La Cour de cassation rappelle toutefois la jurisprudence de la Cour de justice de l’Union européenne (CJUE) selon laquelle “la perte du droit au congé annuel payé à la fin d’une période de référence ou d’une période de report ne peut intervenir qu’à la condition que le travailleur concerné ait effectivement eu la possibilité d’exercer ce droit en temps utile“. De plus, toujours selon la CJUE, l’employeur ne peut pas “invoquer sa propre défaillance, à savoir avoir omis de mettre le travailleur en mesure d’exercer effectivement son droit au congé annuel payé, pour en tirer bénéfice dans le cadre du recours de ce travailleur au titre de ce même droit, en excipant de la prescription de ce dernier“. En clair, si c’est à cause de l’attitude de l’employeur que la salariée n’a pas pu exercer son droit à congés payés, le délai de prescription n’est pas applicable.

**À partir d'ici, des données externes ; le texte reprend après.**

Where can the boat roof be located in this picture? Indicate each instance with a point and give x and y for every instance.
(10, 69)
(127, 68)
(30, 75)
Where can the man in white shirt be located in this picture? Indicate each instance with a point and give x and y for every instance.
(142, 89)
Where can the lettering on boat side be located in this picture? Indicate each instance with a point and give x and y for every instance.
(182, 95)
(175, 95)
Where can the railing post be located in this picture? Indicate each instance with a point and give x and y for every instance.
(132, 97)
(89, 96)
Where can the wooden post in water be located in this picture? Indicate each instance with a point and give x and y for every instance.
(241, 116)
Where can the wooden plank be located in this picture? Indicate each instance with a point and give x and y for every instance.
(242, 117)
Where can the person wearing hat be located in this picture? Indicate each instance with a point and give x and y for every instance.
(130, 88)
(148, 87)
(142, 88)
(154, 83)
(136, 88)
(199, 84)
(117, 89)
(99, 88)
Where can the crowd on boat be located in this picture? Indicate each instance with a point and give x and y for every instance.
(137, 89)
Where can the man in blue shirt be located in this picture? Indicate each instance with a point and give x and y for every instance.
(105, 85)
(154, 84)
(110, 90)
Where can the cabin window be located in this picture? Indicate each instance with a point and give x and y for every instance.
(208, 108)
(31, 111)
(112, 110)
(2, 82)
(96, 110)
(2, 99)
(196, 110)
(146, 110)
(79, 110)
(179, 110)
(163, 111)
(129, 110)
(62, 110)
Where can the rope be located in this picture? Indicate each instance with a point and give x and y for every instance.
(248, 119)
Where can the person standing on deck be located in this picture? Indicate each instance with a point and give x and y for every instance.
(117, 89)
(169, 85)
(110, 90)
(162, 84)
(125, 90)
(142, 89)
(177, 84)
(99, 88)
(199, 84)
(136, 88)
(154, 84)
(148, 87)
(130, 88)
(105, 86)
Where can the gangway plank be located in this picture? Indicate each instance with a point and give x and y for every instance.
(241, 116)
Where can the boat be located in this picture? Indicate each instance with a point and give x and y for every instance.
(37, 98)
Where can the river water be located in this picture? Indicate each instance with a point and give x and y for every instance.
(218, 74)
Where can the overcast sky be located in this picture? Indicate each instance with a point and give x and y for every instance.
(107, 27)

Le juge de cassation reprend donc ce raisonnement à son compte en indiquant que le délai de prescription ne peut commencer à courir que si l’employeur “justifie avoir accompli les diligences qui lui incombent légalement afin d’assurer au salarié la possibilité d’exercer effectivement son droit à congé“. En l’occurrence, l’employeur n’a jamais reconnu à la plaignante son statut de salariée, la prescription du droit à l’indemnité de congés payés ne peut donc pas s’appliquer.